Don’t be surpised if Larnach ends his season playing with Kirilloff in Pensacola. He’s already in his age-22 season, and with three years of high-level college ball under his belt, the Twins will likely be aggressive in promoting him. He, too, could be a trade candidate at some point.
Don’t be fooled by Duran’s 1-7 record at Fort Myers (better advice: don’t even look at W-L record). He’s been very good. In 62 IP, Duran has an 11.3 K/9, 1.177 WHIP, and has been clocked at 100 MPH with the fastball. The walk rate is slightly elevated (3.8 BB/9), but not overly concerning.
Duran came to the Twins in the Eduardo Escobar trade, and was arguably the best prospect the Twins got in the Ryan Pressly and Escobar trades, though Jorge Alcala and Gilberto Celestino also rank among the top 20 prospects in the organization. Duran could receive a promotion to Double-A later this year, where he’d be in a rotation with Alcala and, if healthy, Graterol.
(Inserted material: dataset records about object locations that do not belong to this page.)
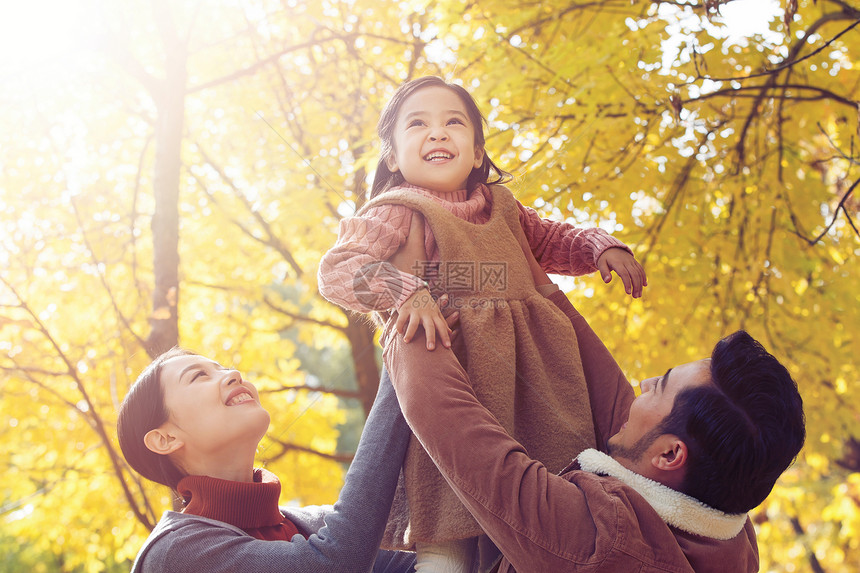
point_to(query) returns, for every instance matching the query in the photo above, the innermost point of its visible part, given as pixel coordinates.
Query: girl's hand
(421, 310)
(625, 266)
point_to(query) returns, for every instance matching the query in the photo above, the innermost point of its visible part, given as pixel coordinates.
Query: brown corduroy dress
(518, 348)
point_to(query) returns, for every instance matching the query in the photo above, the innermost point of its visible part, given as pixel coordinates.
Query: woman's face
(213, 413)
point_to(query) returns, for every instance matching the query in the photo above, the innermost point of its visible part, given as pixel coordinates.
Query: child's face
(434, 141)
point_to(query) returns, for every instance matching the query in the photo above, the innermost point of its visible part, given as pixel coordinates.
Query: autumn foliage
(173, 171)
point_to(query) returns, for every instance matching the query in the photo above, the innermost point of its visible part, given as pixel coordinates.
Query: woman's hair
(488, 173)
(742, 431)
(142, 410)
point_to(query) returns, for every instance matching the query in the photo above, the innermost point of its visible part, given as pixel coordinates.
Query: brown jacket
(580, 521)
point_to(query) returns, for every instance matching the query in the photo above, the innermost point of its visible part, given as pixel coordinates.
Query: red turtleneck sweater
(250, 506)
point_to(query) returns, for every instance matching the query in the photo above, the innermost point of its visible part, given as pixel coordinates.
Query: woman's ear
(391, 162)
(161, 441)
(479, 156)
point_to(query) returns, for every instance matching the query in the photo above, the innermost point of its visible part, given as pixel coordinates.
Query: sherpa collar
(673, 507)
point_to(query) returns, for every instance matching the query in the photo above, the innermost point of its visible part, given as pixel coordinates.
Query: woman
(194, 425)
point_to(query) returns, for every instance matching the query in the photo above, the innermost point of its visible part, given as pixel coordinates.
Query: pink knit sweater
(559, 247)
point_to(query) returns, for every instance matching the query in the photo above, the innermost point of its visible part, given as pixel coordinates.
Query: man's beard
(637, 450)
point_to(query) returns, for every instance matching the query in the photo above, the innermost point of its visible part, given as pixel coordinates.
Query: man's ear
(479, 156)
(672, 454)
(161, 441)
(391, 162)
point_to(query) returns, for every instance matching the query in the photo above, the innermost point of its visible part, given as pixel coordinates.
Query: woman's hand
(625, 266)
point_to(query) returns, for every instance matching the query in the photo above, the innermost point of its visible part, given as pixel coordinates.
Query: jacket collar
(675, 508)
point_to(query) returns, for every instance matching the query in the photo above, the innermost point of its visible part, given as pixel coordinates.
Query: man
(683, 463)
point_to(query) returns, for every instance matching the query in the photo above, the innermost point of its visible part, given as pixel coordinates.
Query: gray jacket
(343, 538)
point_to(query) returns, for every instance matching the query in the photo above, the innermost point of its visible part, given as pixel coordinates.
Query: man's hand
(420, 309)
(625, 266)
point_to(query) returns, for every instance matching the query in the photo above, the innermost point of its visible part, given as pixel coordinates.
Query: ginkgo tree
(178, 180)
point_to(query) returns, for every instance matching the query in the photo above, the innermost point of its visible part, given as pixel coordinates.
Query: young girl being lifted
(518, 348)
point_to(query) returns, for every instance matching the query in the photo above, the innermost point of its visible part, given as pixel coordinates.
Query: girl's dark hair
(142, 410)
(743, 430)
(488, 173)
Those three, along with Balazovic, represent the next wave of Twins starting pitching prospects, though don’t expect to see any of them in the big leagues this season.
Also included in the prospect haul of last July was Maciel, a speedy centerfielder who was part of the Escobar trade. In his age-20 season, Maciel has impressed. He’s hitting .319/.406/.403, and earned a promotion from Cedar Rapids to Fort Myers in June, where he’s continued to hit.
Maciel and Akil Baddoo, who’s sidelined for the season with an injury, are two intriguing prospects because of their ability to hit and potentially stick in center. Both are a ways away (think: 2021), but if they continue to hit as they progress to higher levels they’ll become intriguing prospects with high upside.